Wave Propagation in Periodic Composites: Higher-Order Asymptotic Analysis Versus Plane-Wave Expansions Method

Abstract

Abstract This work is devoted to a comparison of different methods determining stop-bands in 1D and 2D periodic heterogeneous media. For a 1D case, the well-known dispersion equation is studied via asymptotic approach. In particular, we show how homogenized solutions can be obtained by elementary series used up to any higher-order. We illustrate and discuss a possible application of asymptotic series regarding parameters other than wavelength and frequency. In addition, we study antiplane elastic shear waves propagating in the plane through a spatially infinite periodic composite material consisting of an infinite matrix and a square lattice of circular inclusions.
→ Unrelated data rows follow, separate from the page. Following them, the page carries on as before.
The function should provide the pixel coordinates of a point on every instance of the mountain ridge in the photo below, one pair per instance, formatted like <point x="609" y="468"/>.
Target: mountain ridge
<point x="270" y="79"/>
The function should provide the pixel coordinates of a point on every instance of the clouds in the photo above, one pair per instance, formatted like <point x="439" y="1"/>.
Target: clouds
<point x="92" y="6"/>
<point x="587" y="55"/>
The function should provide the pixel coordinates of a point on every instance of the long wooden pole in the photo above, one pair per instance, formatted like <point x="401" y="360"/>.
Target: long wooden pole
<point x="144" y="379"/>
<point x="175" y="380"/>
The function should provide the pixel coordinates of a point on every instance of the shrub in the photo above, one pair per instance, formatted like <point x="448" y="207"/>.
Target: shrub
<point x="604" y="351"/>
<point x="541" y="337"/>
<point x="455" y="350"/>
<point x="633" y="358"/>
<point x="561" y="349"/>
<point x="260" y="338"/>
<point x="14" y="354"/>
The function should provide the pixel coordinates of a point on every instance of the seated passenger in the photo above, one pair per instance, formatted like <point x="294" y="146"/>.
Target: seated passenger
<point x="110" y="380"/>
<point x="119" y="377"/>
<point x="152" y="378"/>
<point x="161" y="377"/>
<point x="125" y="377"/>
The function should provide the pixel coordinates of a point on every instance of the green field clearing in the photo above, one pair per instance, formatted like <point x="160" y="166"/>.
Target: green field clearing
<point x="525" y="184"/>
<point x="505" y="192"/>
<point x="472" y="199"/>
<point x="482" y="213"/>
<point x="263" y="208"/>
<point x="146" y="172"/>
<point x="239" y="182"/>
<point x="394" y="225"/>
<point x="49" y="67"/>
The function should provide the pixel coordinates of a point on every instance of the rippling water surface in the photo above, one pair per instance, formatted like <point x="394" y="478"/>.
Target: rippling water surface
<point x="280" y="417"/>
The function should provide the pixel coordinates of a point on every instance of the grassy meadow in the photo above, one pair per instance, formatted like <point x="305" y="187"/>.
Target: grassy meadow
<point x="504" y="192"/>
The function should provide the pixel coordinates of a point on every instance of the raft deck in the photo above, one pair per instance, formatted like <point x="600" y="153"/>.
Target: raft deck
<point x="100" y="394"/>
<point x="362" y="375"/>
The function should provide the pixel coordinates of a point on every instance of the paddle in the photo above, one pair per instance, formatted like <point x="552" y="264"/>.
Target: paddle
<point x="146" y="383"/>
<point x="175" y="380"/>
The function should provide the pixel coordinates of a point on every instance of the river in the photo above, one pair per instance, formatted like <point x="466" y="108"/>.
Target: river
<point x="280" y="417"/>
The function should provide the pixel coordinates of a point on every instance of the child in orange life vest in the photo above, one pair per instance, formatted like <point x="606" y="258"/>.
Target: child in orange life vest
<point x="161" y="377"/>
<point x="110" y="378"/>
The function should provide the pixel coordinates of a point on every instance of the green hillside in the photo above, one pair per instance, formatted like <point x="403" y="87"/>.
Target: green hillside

In order to solve the problem, a homogenization method matched with asymptotic solution on the cell with inclusion of the large volume fracture is proposed and successfully applied. First and second approximation terms of the averaging method provide the estimation of the first stop-band. For validity and comparison with other approaches, we have also applied the Fourier method. The Fourier method is shown to work well for relatively small inclusions, i.e., when the inclusion-associated parameters and matrices slightly differ from each other. However, for evidently contrasting structures and for large inclusions, a higher-order homogenization method is advantageous. Therefore, a higher-order homogenization method and the Fourier analysis can be treated as mutually complementary.